Mike Antonucci’s Union Report appears Wednesdays; see the full archive
The public sector workforce is only about one-sixth the size of its private sector counterpart, but public sector workers are much more likely to be unionized: Public and private unions have about the same number of members. With private sector unions only about half the size they were in 1979, the strength of labor has become dependent on the size of governments.
All unions profess to stand in solidarity with each other, but public and private sector unions have some signal differences. Private sector unions have to consider the financial health of the companies their members work for in a way that public sector unions do not. Governments don’t go out of business, or move to another state, or move overseas. And private sector unions don’t select their members’ employers. Through political support and campaign contributions, public sector unions can choose the people who decide how many government employees will be hired.
The composition of the workforce, and of unions that make up part of the workforce, help make sense of a state’s labor policies. With that in mind, I constructed a simple table that provides three figures for each state: 1) public sector workers expressed as a percentage of the total workforce; 2) public sector union members expressed as a percentage of total union membership; and 3) a “strength score” assigned by combining the two figures, giving them equal weight, and referencing them to a national average score of 100.
The first column tells us how much of the available workforce in a state is devoted to government operations. A high number (as in Alaska, Wyoming, Washington, D.C., and Maryland) indicates that relatively more resources are devoted to public sector staffing. This could be due to policies that have led to expanded government services, or a relatively weak market for private sector employment. A low number (as in Pennsylvania, Illinois, and Michigan) suggests the opposite — less of a priority placed on government services, greater employment needs in the private sector, or a combination of the two.
The second number defines the relative strength of public sector unions compared with private sector unions. While this is close to 50–50 nationwide, the percentages differ widely from state to state.
A low number here (Kentucky, Nevada, Missouri, Indiana) suggests a state where either recruiting for public sector unions is difficult or private sector unions thrive.
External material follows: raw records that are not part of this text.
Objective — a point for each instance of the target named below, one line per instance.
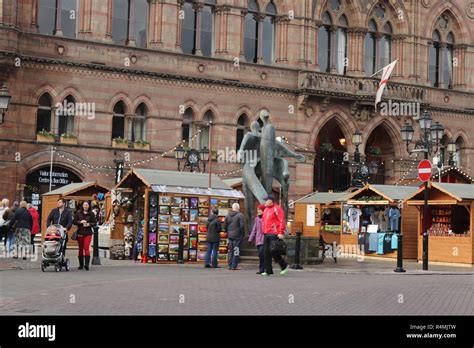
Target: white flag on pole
(386, 72)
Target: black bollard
(95, 253)
(181, 246)
(297, 251)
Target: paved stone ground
(124, 288)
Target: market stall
(323, 213)
(377, 214)
(450, 221)
(73, 195)
(167, 201)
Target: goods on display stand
(178, 200)
(450, 221)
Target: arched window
(434, 50)
(205, 130)
(251, 33)
(370, 49)
(269, 34)
(43, 115)
(242, 128)
(58, 17)
(137, 124)
(129, 22)
(66, 116)
(187, 126)
(118, 121)
(198, 23)
(341, 44)
(324, 44)
(378, 48)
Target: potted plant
(68, 138)
(141, 144)
(45, 136)
(120, 143)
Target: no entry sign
(424, 170)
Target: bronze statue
(269, 164)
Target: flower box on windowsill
(141, 146)
(121, 144)
(45, 138)
(68, 140)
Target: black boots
(86, 265)
(81, 262)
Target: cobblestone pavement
(124, 288)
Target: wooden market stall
(169, 200)
(73, 194)
(450, 222)
(378, 213)
(311, 219)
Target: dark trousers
(268, 255)
(234, 252)
(261, 258)
(211, 254)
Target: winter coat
(90, 219)
(234, 225)
(213, 229)
(21, 219)
(257, 232)
(64, 219)
(274, 220)
(35, 216)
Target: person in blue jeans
(234, 225)
(213, 238)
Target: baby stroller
(53, 248)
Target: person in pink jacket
(273, 221)
(35, 228)
(257, 235)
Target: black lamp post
(430, 136)
(360, 170)
(4, 102)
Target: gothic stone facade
(300, 98)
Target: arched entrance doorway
(37, 182)
(330, 173)
(380, 149)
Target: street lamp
(5, 98)
(430, 136)
(451, 150)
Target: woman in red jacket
(273, 223)
(85, 220)
(35, 228)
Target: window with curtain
(129, 21)
(187, 126)
(205, 130)
(43, 114)
(52, 18)
(118, 121)
(324, 44)
(66, 121)
(138, 124)
(269, 34)
(251, 33)
(341, 44)
(242, 128)
(370, 44)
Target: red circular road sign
(424, 170)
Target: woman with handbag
(84, 220)
(273, 224)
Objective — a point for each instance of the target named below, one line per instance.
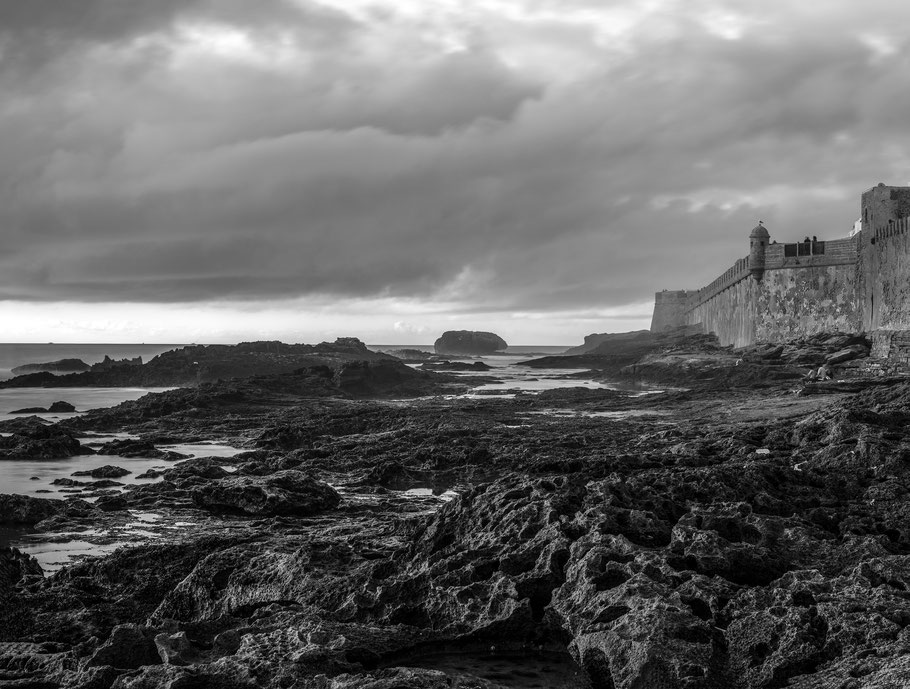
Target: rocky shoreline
(378, 531)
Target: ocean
(17, 354)
(13, 354)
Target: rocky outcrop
(36, 441)
(23, 509)
(107, 471)
(55, 408)
(455, 366)
(138, 448)
(57, 367)
(283, 493)
(197, 364)
(738, 538)
(14, 566)
(469, 342)
(612, 341)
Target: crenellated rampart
(788, 290)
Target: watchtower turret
(758, 241)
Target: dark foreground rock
(60, 366)
(37, 441)
(197, 364)
(469, 342)
(107, 471)
(705, 539)
(55, 408)
(282, 493)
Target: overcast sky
(218, 170)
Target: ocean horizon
(14, 354)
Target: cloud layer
(494, 154)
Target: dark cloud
(298, 149)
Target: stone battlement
(786, 290)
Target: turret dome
(759, 232)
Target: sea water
(13, 354)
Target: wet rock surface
(469, 342)
(714, 537)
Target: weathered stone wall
(793, 302)
(669, 310)
(786, 304)
(889, 283)
(861, 283)
(729, 313)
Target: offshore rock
(287, 492)
(107, 471)
(469, 342)
(13, 567)
(198, 364)
(41, 442)
(138, 448)
(23, 509)
(60, 366)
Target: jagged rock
(60, 366)
(23, 509)
(455, 366)
(128, 647)
(469, 342)
(107, 471)
(15, 565)
(175, 649)
(138, 448)
(283, 493)
(61, 407)
(112, 503)
(41, 442)
(852, 352)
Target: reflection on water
(424, 492)
(81, 398)
(527, 671)
(514, 378)
(36, 476)
(584, 414)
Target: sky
(227, 170)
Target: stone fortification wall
(804, 289)
(728, 312)
(785, 291)
(798, 301)
(888, 277)
(669, 310)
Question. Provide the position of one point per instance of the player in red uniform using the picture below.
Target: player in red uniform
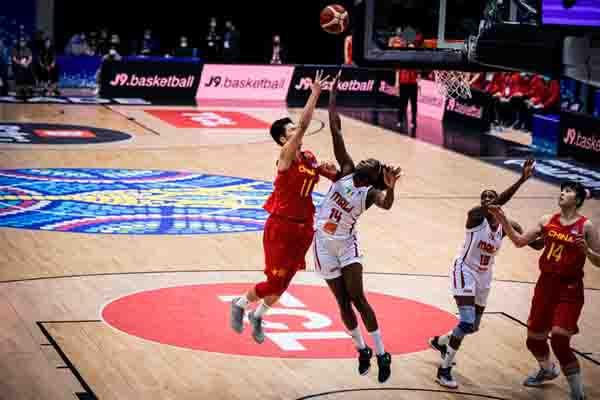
(569, 239)
(289, 229)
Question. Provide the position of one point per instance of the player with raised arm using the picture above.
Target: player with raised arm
(472, 272)
(570, 239)
(338, 258)
(290, 227)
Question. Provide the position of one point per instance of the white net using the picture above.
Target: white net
(453, 84)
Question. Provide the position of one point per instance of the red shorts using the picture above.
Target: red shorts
(285, 243)
(556, 303)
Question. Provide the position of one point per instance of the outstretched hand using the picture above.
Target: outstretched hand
(391, 175)
(319, 82)
(528, 169)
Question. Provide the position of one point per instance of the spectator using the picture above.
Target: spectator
(545, 98)
(397, 41)
(348, 50)
(110, 56)
(231, 43)
(114, 44)
(93, 43)
(277, 51)
(78, 45)
(183, 50)
(496, 90)
(406, 82)
(22, 68)
(47, 71)
(213, 41)
(149, 46)
(3, 69)
(103, 42)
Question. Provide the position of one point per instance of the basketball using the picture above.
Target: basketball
(334, 19)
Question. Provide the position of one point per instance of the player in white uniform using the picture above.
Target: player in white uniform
(471, 273)
(338, 258)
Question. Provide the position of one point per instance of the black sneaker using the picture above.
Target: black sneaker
(445, 378)
(364, 360)
(384, 362)
(435, 344)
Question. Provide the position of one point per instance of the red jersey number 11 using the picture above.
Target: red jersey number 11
(307, 187)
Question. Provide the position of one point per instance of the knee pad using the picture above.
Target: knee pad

A high number (New Hampshire, Maine, New Mexico) suggests states where the opposite is true.
Combining these two figures together gives us a sense of the strength of public sector unions in each state. To give them equal weight, I multiplied the national averages so they’d each equal fifty, then multiplied each number in the columns by the same amount. Adding those together made the national benchmark 100 and all the other figures increased proportionally. The highest numbers went to states where government employees comprise the largest percentage of the workforce and the largest percentage of union members.
By this measure, public sector unions in five very dissimilar locations — Alaska, New Mexico, Maryland, Washington, D.C., and Wyoming — have very similar characteristics when it comes to the strength they have relative to the rest of the workforce and private sector unions.
Conversely, public sector unions in Nevada, Indiana, Missouri, and Michigan have less relative strength when compared with other labor interests in their respective states.
Nationally, teachers unions make up about half the membership of all public sector unions. Once I have the 2016 numbers in hand, I may amend this table to indicate the relative strength of each NEA affiliate within a state.
I should emphasize that the scores are not meant to compare states to each other. Nevada is still a strong union state, but these numbers show that that is mostly due to its private sector unions. New Mexico is still a weak union state, but its public sector unions are the lone voice for labor.
These numbers give us a sense of which states have unions that are more dependent on the private economy for their strength, and which are more dependent on government policies. The effects of one can improve or hinder the fortunes of the other, making the interplay of labor relations a delicate task for legislators, public administrators, and private employers.